Stealing six weeks from time, a foetus breaks into life – it commits its first sin, being born. It tears a hole through its mother and is caught breaking in with a hole of its own – it commits its second sin, being born with a vagina. Naked and full of sin, she is shoved into a cultural closet where religion is fashion. Her body is hidden in the Hijab and her vagina is sewn shut. Yet, as her autobiography confesses, Ayaan Hirsi Ali continues to sin.
Perhaps Canadian readers may not respond religiously to Infidel’s calling. A clergy of Canadian, anti-Islamic, feminist writers, like Irshad Manji and Marina Nemat, have sermonized us enough on their heroism against horror. We can do without an international saint from the feminist church.

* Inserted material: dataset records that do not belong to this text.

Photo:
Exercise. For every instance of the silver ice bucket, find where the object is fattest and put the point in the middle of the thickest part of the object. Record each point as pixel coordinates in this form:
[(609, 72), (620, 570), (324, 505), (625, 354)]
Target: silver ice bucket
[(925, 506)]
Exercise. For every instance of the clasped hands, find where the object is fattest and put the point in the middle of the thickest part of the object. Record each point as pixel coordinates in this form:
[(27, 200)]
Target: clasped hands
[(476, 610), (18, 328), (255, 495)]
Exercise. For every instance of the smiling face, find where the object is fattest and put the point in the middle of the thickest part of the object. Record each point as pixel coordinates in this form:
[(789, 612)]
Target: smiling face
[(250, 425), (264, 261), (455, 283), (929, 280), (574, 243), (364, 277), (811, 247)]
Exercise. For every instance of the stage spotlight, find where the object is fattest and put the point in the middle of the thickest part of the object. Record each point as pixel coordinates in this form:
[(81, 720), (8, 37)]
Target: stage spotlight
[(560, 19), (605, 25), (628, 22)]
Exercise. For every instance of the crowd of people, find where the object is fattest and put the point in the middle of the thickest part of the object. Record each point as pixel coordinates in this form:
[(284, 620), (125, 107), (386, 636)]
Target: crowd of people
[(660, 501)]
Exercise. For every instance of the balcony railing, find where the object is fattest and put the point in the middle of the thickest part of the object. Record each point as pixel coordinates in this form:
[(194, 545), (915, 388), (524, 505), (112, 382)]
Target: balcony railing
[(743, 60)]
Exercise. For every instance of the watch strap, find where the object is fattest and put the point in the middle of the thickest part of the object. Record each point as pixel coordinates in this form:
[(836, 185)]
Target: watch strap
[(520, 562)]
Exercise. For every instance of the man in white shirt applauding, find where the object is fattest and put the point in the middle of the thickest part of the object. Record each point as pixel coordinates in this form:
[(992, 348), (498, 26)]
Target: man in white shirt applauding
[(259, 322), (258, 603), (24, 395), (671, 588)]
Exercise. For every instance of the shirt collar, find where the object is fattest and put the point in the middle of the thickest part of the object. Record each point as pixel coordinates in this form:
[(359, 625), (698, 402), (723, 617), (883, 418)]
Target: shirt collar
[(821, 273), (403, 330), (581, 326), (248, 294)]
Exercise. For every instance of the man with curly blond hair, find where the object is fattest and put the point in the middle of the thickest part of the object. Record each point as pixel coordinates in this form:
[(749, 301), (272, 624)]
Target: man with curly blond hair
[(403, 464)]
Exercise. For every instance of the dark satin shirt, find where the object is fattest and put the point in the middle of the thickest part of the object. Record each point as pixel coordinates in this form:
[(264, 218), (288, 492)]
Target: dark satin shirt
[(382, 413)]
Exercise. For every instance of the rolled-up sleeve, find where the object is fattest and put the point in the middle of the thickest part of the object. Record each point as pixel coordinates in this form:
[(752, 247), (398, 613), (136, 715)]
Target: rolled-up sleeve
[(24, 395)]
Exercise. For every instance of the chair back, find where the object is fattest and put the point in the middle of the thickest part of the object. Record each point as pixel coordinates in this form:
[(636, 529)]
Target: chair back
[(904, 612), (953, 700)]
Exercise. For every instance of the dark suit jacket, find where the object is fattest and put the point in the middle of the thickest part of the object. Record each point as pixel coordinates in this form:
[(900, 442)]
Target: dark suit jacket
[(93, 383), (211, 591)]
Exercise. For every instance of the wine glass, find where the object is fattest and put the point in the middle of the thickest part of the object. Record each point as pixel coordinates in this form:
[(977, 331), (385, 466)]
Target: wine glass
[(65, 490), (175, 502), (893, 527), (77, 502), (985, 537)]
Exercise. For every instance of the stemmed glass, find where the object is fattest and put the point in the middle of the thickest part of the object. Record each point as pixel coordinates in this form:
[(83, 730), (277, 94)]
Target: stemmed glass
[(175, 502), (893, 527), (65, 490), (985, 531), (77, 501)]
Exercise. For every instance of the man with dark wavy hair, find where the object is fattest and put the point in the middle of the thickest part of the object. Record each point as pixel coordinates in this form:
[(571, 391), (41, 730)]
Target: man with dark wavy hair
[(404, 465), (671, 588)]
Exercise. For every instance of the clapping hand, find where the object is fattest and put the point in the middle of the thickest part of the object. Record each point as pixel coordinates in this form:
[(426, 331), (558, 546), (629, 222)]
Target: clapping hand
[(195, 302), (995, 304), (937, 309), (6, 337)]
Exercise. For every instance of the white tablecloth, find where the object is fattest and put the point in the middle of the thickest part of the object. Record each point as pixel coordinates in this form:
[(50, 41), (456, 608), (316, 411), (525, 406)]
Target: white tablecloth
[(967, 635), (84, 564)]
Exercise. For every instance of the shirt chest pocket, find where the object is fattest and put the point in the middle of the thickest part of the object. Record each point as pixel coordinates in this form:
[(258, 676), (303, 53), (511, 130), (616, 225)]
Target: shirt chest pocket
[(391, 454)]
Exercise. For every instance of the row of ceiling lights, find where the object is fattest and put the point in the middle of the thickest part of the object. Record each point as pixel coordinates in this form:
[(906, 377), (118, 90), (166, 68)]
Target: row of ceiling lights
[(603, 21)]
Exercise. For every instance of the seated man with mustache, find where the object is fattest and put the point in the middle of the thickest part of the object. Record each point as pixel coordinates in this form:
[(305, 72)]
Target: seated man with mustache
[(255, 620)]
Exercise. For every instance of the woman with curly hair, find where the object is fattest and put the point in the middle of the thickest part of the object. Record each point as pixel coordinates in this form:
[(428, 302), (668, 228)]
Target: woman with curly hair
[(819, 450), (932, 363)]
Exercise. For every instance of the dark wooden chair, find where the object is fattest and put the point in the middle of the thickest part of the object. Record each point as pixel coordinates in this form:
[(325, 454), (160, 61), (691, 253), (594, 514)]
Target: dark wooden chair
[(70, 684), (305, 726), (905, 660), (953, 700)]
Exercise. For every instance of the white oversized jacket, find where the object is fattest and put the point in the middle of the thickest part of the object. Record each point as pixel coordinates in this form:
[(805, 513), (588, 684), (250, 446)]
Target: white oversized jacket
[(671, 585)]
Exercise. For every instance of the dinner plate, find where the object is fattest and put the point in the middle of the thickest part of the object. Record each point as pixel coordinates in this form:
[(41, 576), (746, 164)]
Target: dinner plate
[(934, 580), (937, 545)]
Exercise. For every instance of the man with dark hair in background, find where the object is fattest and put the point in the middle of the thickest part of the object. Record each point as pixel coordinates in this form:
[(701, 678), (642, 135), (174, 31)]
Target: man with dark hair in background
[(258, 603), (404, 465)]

But Ali need not pitch Infidel, branded as My Freedom in the Netherlands, differently to us. Knopf Canada has signed her for her next book. Her unashamed prose lures the devil within us all, perhaps because she preaches a practice of sin. Being bad is good.
Infidel maps Ali’s journey through Islam on the vehicle of sin: she parks at the lips of an atheist lover and speeds home for her prayers. Her journeys are obstructed by Saudi Arabian and Somali Islamists. Yet she breaches these borders, enters the Netherlands and escapes an arranged marriage to a Canada-based suitor. Pouring dishonour upon her family, she sets flames to her past and rises to be awarded a seat in the Dutch parliament. The reward for the film Submission, though, is not as prestigious: this Rushdie-style sin murdered Theo Van Gogh and, to date, Ali survives encircled by security.
For Ali, author of The Caged Virgin, sin is orgasmic : this Infidel will sin much more and Canada will not stop her.